Dennis M. Rivera Pichardo/AP
Dennis M. Rivera Pichardo/AP

Em meio à crise de sucessão, Porto Rico celebra queda de governador

Ao deixar o cargo, conforme anunciou que faria no dia 24, Rosselló anunciou que Pedro Pierluisi o sucederia, o que instalou um impasse político no território

Beatriz Bulla / Enviada especial a San Juan , O Estado de S.Paulo

02 de agosto de 2019 | 20h06

Com contagem regressiva, música e espumante nas mãos, os porto-riquenhos esperaram ansiosos pela chegada das 17 horas desta sexta-feira, 2, quando se tornou efetiva a renúncia do governador Ricardo Rosselló, depois de doze dias de intensos protestos. 

Mas, diferente de uma festa de réveillon, quando chegou o horário, San Juan não sabia se a nova fase também havia chegado. Diante de uma crise na sucessão de Rosselló, os porto-riquenhos não sabiam o que aconteceria com o governo de Porto Rico a partir das 17h01.

Ao deixar o cargo, conforme anunciou que faria no dia 24, Rosselló anunciou que Pedro Pierluisi o sucederia, o que instalou um impasse político.

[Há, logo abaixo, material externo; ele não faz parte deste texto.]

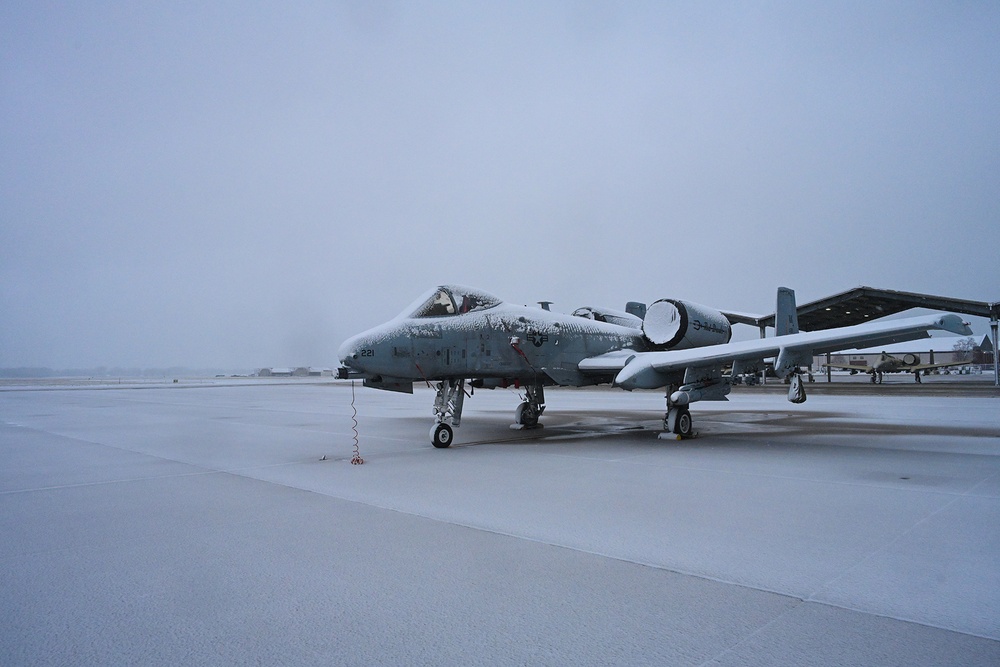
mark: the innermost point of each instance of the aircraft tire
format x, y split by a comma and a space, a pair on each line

O nome escolhido por Rosselló não conseguia convencer o Legislativo a confirmar sua nomeação como secretário de Estado, o que o faria entrar na linha de sucessão.

Pouco antes das 16h, a Câmara confirmou Pierluisi no cargo, mas o Senado não. Ele tomou posse, mas a votação entre os senadores, que oferecem resistência ao nome do advogado, deve acontecer somente na quarta-feira. 

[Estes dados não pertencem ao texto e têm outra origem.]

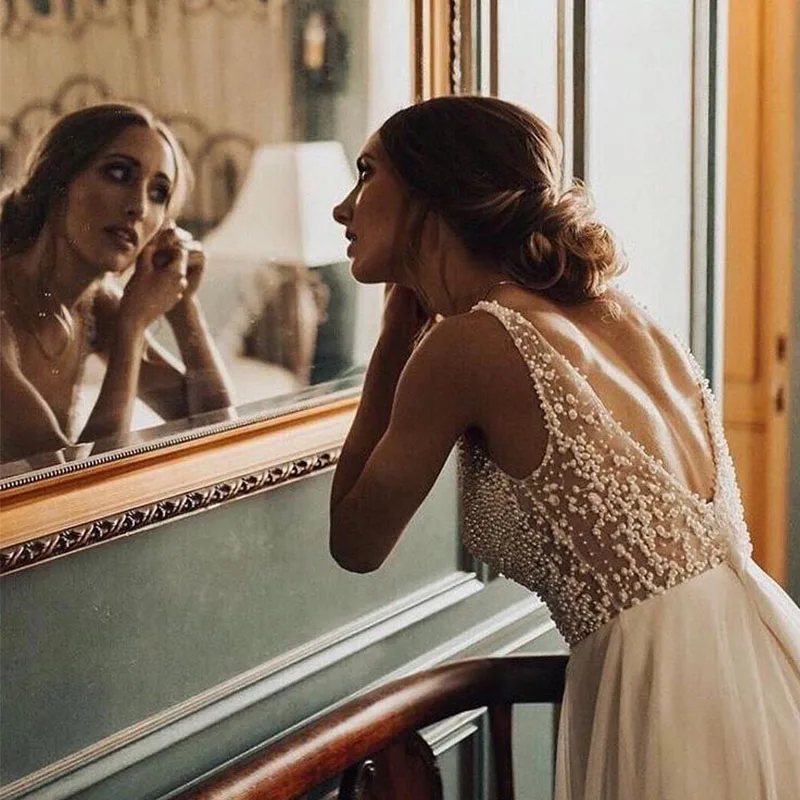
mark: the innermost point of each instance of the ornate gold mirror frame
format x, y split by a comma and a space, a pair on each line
81, 506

Pela Constituição, sem secretário de Estado, quem assume o posto é a secretária de Justiça, Wanda Vasquez. Mas Wanda já havia rejeitado assumir o governo ao entrar na mira das manifestações contra corrupção. 

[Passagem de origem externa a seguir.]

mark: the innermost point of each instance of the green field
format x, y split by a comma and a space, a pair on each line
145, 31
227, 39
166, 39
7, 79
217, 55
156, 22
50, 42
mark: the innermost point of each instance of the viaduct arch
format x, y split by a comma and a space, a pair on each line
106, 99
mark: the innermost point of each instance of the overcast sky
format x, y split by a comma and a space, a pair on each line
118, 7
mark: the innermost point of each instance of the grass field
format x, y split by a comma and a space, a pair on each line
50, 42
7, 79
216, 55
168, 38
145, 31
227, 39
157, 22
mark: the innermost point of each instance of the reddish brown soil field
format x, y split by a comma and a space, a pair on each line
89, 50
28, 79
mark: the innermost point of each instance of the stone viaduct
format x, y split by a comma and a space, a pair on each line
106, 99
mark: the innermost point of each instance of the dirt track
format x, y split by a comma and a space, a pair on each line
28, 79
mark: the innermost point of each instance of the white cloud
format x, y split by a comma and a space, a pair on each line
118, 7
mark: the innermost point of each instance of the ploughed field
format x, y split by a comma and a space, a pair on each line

Nas ruas, não importava como a troca seria legitimada, nem que as discussões na Câmara tenham sido feitas a portas fechadas, mas sim que a mudança fosse concretizada.

Pierluisi é ex-representante do território de Porto Rico no Congresso dos EUA e advogado de um escritório americano. 

Há chance ainda de que o caso vá parar na Justiça, diante da ausência de confirmação do nome pelo Senado, o que pode arrastar o imbróglio. 

Na entrada do Palácio Fortaleza, o ritmo era de festa, mas não de alívio para o próximo governador. Alguns manifestantes seguravam cartazes chamando o novo governador de “lobo em pele de ovelha”.

Os protestos, desde o início, foram descentralizados e, por isso, tão populares. Sem um líder para anunciar o que acontecia dentro do Palácio Fortaleza, a poucos metros dali, restou aos manifestantes o celular. 

Olhos na tela para checar Whasttaspp, Facebook, Twitter e Messenger. Lives eram feitas no Instagram registrando a participação no episódio histórico – e selfies, muitas selfies. 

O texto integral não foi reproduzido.